Plus de cent camions chargés de diverses marchandises, garés aux frontières ou dans la capitale, Bamako, ces images sont fréquemment relayées sur la toile et sur les écrans de télévisions à chaque fois que les transporteurs routiers maliens manifestent leur mécontentement contre ce qu’ils qualifient de : racket.
Pour nommer leurs « racketteurs », ils ne vont pas par quatre chemins pour nommer les policiers, les gendarmes et les agents du Conseil Malien des Transporteurs routiers du Mali. Si les tracasseries policières et celles des gendarmes sont connues de longue date par les populations et même les autorités, cela n’est pas le cas pour le conseil malien des transporteurs routiers du Mali.
Créé il y a plus de 10 ans par le gouvernement et le secteur privé, ce conseil qui regroupe plusieurs syndicats de transports (taxis, bennes, cars de transports, citernes, gros camions) a pour vocation de veiller sur le secteur des transporteurs et ses intérêts. Comment comprendre donc qu’il se trouve être cité parmi les « racketteurs » de ceux-là qu’il doit protéger contre cette pratique ?

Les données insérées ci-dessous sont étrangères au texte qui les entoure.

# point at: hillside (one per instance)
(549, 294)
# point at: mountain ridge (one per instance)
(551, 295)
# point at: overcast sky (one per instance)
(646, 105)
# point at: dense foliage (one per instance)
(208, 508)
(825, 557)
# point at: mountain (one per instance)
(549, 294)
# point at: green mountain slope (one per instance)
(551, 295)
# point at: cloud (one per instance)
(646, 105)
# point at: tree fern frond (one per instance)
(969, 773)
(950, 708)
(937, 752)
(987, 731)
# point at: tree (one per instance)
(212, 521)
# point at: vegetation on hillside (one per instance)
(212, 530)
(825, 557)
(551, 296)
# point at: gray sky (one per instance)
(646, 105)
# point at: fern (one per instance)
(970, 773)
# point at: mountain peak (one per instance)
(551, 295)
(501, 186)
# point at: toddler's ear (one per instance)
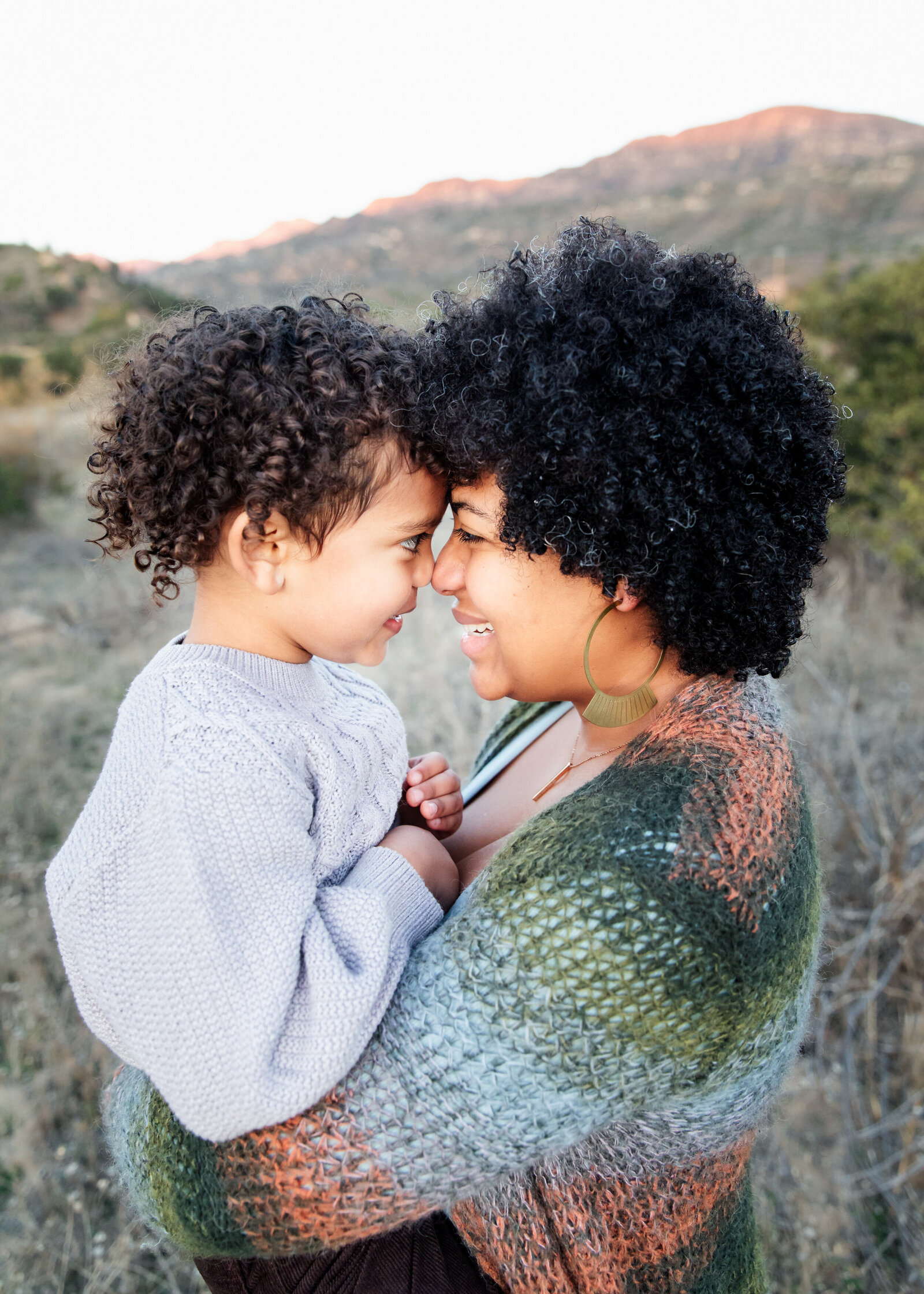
(259, 558)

« Je suis fatigué de payer un ticket de 10 000 FCFA à ceux qui sont supposés nous protéger contre les tracasseries et les abus que nous subissons depuis trop longtemps. Je me suis plaint à plusieurs rencontres, mais c’est à croire que le système est parvenu à embobiner même au sein des victimes que sont les chauffeurs. Car il se trouve des chauffeurs qui soutiennent la thèse : mieux vaut payer que de perdre du temps à ces corridors ». Nous dit AD qui a préféré garder l’anonymat.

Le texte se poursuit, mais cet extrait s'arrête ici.